Kept me at the edge.

Mark whispered, "You like that?"

All I could do was whimper, so I whimpered and made crazy, sexy sounds.

Again he whispered, "You like that?"

I moaned so damn loud.

Karl touched me. He had come back. He put his hands in my hair, touched my face. I thought my photographer, my bad-boy lover, thought he had deserted me.

He was right there. First his face was near mine, then his tongue was on my ear.

He whispered, "Open your mouth."

I did what he asked. Readied myself to receive girth. Length. Hardness. Wanted to experience and take plea sure in more than a skilled tongue. Breathing labored, I licked my lips, made them moist, and opened my mouth wide. My heartbeat sped up. He put his fingers inside my mouth. Three fingers. I sucked his damp fingers. Mango. His damp fingers tasted like ripe mangos.

I gazed toward him long enough to see he had a bowl in his hand. He took a slice of mango from the bowl. Eased it inside my mouth. Fed me. He fed me as I was being eaten.

He fed me mangos. Slice after slice. I moaned and he fed me.

I ate as I was being eaten, mango juice dripping from my mouth down my neck, down my chest, across my breasts, my hands grabbing sheets, back arching, tingles growing.

Lightning, thunder, and rain were outside the window, coming down harder and faster.

Karl whispered, "Open your mouth, sweetie. Open your mouth for me."

My breathing was choppy, erratic. Felt like a thousand orgasms were kicking at my door. It was a struggle, but I did, I opened my mouth. Karl put slices of mango inside my mouth, ate the slices with me, and kissed me. Mark was loving my vagina, eating my yoni like he was trying to prove a point. The twins were competing. And it was a wonderful competition.

My eyes were rolling into the back of my head. My mouth was barely open.

My pre-orgasm face betrayed me, my expression extremely unpretty, like that of a woman crying. My hands became fists. Muscles tightened. Spasms rolled through my body in gigantic waves. Thunder boomed and Oh God I was shuddering uncontrollably. I told everyone in the W that I was coming. I told everyone in Cherokee, Gwinnett, Paulding, and Fayette counties I was coming.

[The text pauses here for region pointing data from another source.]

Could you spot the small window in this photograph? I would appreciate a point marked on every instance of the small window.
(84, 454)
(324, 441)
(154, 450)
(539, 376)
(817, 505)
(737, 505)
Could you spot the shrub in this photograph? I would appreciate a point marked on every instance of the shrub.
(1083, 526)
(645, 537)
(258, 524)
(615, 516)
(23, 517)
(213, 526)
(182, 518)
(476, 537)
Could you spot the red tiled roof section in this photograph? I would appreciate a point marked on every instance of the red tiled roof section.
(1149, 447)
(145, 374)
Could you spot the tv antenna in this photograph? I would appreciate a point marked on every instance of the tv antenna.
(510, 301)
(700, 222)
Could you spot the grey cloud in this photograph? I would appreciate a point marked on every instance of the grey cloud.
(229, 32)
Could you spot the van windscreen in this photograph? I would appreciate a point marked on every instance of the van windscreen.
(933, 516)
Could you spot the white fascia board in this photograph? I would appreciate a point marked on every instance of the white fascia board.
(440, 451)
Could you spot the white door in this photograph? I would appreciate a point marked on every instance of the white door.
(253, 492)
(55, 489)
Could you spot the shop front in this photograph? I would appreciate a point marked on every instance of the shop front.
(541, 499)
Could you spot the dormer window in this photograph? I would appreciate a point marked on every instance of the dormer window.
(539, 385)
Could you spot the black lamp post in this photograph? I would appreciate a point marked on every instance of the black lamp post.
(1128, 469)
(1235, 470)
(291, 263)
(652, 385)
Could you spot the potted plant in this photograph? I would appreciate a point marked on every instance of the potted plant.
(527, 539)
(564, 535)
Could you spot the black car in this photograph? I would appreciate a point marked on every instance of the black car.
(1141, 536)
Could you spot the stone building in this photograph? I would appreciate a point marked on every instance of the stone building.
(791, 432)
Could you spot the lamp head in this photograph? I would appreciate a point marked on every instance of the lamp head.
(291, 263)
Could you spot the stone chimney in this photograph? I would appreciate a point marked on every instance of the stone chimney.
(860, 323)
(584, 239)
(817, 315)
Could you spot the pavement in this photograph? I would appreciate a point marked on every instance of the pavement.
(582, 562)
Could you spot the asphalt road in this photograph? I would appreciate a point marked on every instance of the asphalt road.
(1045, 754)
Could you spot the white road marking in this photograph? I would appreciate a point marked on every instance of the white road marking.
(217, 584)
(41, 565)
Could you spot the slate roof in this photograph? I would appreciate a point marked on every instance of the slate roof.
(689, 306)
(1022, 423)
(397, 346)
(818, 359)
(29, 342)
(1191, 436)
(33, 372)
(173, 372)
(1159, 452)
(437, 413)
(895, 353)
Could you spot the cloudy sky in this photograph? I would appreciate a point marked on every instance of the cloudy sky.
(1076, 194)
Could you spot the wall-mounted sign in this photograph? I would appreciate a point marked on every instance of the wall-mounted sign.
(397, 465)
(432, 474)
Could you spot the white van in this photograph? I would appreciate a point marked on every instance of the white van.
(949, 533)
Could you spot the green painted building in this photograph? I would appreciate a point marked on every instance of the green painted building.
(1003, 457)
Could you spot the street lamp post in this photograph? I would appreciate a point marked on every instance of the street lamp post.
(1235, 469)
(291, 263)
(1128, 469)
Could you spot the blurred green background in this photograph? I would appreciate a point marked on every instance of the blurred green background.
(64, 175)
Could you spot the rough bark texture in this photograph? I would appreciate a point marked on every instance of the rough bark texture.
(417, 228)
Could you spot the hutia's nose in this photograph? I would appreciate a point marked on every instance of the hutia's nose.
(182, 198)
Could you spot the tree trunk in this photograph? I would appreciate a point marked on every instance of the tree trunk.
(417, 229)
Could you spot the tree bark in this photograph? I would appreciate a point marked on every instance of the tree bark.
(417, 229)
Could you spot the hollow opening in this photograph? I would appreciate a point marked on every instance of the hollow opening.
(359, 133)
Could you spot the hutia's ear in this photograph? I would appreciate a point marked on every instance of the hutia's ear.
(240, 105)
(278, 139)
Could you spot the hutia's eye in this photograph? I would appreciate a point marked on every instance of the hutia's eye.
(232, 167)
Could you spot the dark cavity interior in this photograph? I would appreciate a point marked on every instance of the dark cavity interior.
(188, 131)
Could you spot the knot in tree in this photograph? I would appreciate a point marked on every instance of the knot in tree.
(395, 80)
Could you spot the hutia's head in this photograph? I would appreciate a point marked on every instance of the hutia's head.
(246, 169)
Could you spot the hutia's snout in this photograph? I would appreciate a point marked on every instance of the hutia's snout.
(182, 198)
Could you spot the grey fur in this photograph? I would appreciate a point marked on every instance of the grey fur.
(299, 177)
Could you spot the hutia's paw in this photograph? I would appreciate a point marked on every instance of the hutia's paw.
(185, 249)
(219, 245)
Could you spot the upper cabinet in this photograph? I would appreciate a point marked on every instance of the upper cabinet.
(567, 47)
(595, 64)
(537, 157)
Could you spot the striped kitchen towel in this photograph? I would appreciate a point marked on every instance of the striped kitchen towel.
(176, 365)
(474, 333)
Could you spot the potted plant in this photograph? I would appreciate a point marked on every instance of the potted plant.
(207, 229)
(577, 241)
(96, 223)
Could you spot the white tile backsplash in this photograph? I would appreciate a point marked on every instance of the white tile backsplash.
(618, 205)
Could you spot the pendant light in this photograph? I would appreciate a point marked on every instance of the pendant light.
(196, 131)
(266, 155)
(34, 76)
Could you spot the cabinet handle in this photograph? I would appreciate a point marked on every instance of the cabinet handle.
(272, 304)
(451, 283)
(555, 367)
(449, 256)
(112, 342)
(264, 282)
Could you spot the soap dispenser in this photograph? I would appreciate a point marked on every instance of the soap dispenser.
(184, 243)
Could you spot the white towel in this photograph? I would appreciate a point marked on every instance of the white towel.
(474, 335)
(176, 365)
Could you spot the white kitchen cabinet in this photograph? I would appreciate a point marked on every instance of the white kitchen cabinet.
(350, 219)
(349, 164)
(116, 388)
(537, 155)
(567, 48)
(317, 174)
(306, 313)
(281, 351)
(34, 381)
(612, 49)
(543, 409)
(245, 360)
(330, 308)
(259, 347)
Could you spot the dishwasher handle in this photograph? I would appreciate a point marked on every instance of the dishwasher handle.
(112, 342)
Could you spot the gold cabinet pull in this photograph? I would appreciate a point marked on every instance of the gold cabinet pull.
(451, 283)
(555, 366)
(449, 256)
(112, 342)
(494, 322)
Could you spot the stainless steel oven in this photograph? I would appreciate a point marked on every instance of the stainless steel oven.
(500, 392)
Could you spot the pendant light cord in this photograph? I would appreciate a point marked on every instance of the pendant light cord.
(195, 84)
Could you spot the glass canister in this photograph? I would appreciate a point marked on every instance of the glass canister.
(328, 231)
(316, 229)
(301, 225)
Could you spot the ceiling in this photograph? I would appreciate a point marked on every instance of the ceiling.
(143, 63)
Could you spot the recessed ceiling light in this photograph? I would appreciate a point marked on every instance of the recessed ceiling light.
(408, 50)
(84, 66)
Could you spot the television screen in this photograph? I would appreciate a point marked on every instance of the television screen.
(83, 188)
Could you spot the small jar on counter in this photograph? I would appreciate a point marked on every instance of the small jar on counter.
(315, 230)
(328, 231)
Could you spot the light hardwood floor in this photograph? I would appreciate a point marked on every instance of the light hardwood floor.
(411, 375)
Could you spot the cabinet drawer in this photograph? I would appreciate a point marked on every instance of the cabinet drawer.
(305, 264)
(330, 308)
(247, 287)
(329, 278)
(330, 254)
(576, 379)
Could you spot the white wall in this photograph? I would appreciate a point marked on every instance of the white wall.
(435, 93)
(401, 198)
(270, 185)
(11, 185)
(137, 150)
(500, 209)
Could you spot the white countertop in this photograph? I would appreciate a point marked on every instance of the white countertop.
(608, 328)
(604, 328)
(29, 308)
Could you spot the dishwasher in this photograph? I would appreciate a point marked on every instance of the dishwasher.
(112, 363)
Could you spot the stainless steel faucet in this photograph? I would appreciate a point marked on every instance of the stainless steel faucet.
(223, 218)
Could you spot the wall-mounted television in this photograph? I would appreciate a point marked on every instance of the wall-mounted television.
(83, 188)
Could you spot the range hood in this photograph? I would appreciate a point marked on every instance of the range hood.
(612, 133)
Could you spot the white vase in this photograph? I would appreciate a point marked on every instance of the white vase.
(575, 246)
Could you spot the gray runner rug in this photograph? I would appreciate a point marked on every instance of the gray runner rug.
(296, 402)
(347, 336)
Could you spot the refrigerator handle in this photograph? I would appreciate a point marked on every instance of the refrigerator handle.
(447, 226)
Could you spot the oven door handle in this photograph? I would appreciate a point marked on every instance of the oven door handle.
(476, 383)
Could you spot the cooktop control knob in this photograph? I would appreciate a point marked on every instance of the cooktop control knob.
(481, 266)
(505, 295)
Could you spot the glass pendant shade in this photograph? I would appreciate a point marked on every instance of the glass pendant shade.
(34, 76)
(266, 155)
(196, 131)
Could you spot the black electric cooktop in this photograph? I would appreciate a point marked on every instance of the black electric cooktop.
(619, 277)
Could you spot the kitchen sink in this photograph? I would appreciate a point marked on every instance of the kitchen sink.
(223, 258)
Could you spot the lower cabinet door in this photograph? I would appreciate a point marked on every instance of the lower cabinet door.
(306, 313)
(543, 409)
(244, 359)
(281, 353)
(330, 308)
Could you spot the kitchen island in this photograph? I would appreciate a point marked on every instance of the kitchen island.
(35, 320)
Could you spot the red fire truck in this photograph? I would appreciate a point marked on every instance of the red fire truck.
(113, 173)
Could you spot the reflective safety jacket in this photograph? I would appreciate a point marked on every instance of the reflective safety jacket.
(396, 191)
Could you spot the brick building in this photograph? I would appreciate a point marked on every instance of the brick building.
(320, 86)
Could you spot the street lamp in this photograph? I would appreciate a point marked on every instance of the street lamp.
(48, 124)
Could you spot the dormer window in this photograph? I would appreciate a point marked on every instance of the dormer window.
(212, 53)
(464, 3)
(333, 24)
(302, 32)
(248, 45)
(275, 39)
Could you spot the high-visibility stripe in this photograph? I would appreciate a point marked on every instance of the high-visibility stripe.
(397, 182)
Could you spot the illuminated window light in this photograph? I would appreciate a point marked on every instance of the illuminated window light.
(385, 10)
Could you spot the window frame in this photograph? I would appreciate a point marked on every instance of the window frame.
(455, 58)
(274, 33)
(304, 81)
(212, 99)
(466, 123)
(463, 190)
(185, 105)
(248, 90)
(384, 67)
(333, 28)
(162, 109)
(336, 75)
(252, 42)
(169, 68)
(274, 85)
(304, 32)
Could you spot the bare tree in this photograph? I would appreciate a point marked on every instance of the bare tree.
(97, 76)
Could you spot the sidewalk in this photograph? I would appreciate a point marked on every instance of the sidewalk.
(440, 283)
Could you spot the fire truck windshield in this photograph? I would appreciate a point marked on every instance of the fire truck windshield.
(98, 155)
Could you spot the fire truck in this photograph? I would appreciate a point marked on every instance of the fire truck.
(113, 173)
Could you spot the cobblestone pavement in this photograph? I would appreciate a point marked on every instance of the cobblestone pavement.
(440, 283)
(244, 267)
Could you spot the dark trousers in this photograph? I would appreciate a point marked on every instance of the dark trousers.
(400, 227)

I announced to the world I was coming.

Sucking the nectar from Karl's fingers and coming.

NINE.

A sweet tenderness existed where a raging fire had once resided.

My yoni was sore, that mild ache reassuring me this surreal moment was true. So was my right knee, it was sore as well, injured. I ran my finger across my pain. Traces of blood ran from my right knee toward my shin, my injury fresh and tender.

I was smiling as I exited 285 and took Spring Road back toward Park at Oakley Down, Carina Ayiesha's CD playing loud on my sound system, singing along with the song "Siente La Musica Dentro."

With passion I whispered, "Cosmological Eye."

I felt glorious. The lewd and vulgar acts had been astonishing. Both men had been amazing lovers. And I had pleased them as well. There was satisfaction in pleasing. Everything had been so smooth. So balanced. As if the sex gods had sent four strong hands and two skilled tongues to move across my breasts and my yoni, all of that happening at once. The sensory overload was breathtaking.

Their aromas were on my damp flesh, the fragrances of AXE Phoenix and Egoiste mixed with hints of my perfume. A tongue on each breast, then tasting lingam while I was given cunnilingus.

Mango stained my flesh from my neck down across my breasts, their tastes still on my tongue.

I held my steering wheel as if I had them in my hands.

The echo of baritone voices moaning out of sync sent shivers down my spine.